I have been compiling a list of the joyous moments of my life. Not sure why. I guess maybe to believe that my life has not been a waste. No matter what the memory or who was part of it, I found that all it did was make me angry that those people are not in my life, or helping me now when I helped them so much in the past. Even thinking about the kids gets me upset because I know I did nothing wrong. My kids knew I was stuck in a horrible marriage and they were the ones who encouraged me to move out West to start over. There was never any talk of them then abandoning me or my entire side of the family. I tried for years to connect with them, even driving down from BC to Ontario in the depths of the winter to see my daughter, who they hid away from me. It was all so cruel. Why do people do that to others? I figured that when my kids were adults they would come to their senses and contact us again, but that never happened. Both my father and mother passed away without ever hearing from their grand-kids again. Unbelievably sad and so undeserved.

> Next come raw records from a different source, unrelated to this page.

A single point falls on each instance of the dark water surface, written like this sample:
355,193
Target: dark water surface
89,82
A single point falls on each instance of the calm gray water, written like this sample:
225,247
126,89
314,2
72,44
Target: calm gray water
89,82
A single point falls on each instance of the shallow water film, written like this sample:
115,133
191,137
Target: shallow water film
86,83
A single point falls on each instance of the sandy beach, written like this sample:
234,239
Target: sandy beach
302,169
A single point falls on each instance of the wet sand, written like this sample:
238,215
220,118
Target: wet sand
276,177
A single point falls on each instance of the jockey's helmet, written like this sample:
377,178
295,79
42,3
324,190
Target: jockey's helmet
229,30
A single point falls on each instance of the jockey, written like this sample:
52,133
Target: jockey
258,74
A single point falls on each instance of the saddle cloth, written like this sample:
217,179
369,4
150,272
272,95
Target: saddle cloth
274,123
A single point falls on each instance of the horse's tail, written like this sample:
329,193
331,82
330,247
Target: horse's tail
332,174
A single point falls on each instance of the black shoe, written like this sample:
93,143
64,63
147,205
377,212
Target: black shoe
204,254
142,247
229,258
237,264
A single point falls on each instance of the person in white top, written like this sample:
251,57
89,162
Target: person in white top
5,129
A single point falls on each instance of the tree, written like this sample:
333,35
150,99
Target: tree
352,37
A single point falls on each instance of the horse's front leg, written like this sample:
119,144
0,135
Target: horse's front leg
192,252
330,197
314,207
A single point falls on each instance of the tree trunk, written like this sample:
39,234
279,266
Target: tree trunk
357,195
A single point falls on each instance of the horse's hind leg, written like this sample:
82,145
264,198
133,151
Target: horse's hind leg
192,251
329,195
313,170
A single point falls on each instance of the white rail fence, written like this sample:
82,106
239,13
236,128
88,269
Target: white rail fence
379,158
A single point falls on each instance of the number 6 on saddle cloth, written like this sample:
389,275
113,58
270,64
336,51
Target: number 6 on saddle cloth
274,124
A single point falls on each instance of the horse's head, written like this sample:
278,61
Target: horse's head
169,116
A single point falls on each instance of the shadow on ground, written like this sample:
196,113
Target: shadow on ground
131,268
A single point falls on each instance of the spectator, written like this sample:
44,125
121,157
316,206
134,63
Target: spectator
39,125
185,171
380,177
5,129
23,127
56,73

No idea what will happen if I don't get my drug card tomorrow. I guess without food it will all be academic anyway.
Diary of a Diabetic
Had to happen. After a sleepless night Thursday because my feet were cramping up so bad, I knew I had to see my doctor. He phoned the pharmacy to order emergency meds for me, then gave me money out of his own pocket to pay for them. He's such a great guy! When he tested my sugar, which came back at a whopping 24.5, he said I needed to go straight to emergency, which I did. Took hours, but they watched me while my sugars came down slowly and they gave me enough Metphormin to make it through the weekend. Going without my meds has been stupid, but I've had no choice. God, how I wish I could find a job, any job!
Desperation sets in
Not much left to say. I am on hold on the phone right now to Welfare, to beg them to give me some meds before I collapse. It's been six weeks now and that is taking its toll on me. Add this deplorable heat to being without meds and the days and nights are not pleasant. My landlady, although surprisingly understanding about not paying the rent last week, refuses to leave the air on to cool down my sweltering loft, so I just sit and sweat and can't sleep. I have no money for food, so my diet has tanked. I am so dehydrated all I do is drink water and pee, and it keeps me up all night. I have filled out an unbelievable number of job applications, at least a hundred over the last few days, with not one response. It's so discouraging! I would kill to be back out West. I have so many wonderful memories of great friends there. I have no one to care here. I wish I could close my eyes, click my heels and wake up in the Okanagan.
Diary of a Diabetic
Somewhat fatalistic, I know, but I thought I had best know the warning signs before I slip off into the diabetic coma. It's been four weeks now without my meds, for the first time since being diagnosed way back in 2004. I was better off not knowing. With the sole exception of cognitive problems, which, as far as I know, I don't have, I have every other symptom. Yikes!